On the other side of the woodline story are the wood cutters, the navvies, train drivers and loaders to name a few. This book concentrates on the wood cutters and their trials and tribulations in the bush, forgotten by the government and its services, and left to the mercy of the sometimes tyrannical companies, suppliers and contractors. The WA Goldfields Firewood Supply Ltd in its very early years of operation, whilst appearing to provide all the services and supplies that would be needed by the timber cutter in the bush, was making a substantial profit from doing so. The provision of services and supplies to these timber cutters was an industry in itself.

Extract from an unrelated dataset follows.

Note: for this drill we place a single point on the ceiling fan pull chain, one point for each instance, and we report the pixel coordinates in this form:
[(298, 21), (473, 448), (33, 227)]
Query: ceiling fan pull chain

Wood cutters, starved of access to basic services and recreation, as enjoyed by city people, were easy prey to bum boat suppliers and sly groggers. Some of the concoctions served up as grog would probably be classed as poisonous today.
The important and crucial role the wood cutter played in the gold mining industry can be shown by the 1911 wood cutters strike in the Eastern Goldfields, when more than 6000 men in the gold mines were to be thrown out of work if the strike went ahead. In the 1944 strike, all the gold mines in Kalgoorlie were to closed down when the firewood stock-pile ran out.
Migrant wood cutters made their own fun and carried out their religious and ethnic traditions regardless of where they were in the bush. They observed Sundays and religious feast days such as Easter and Christmas as days off, they brought spaghetti, wine and piano accordions to the bush and they worked harder and longer than your average Britisher or Aussie. They wanted to make a go of it, earn money and establish themselves in Australia.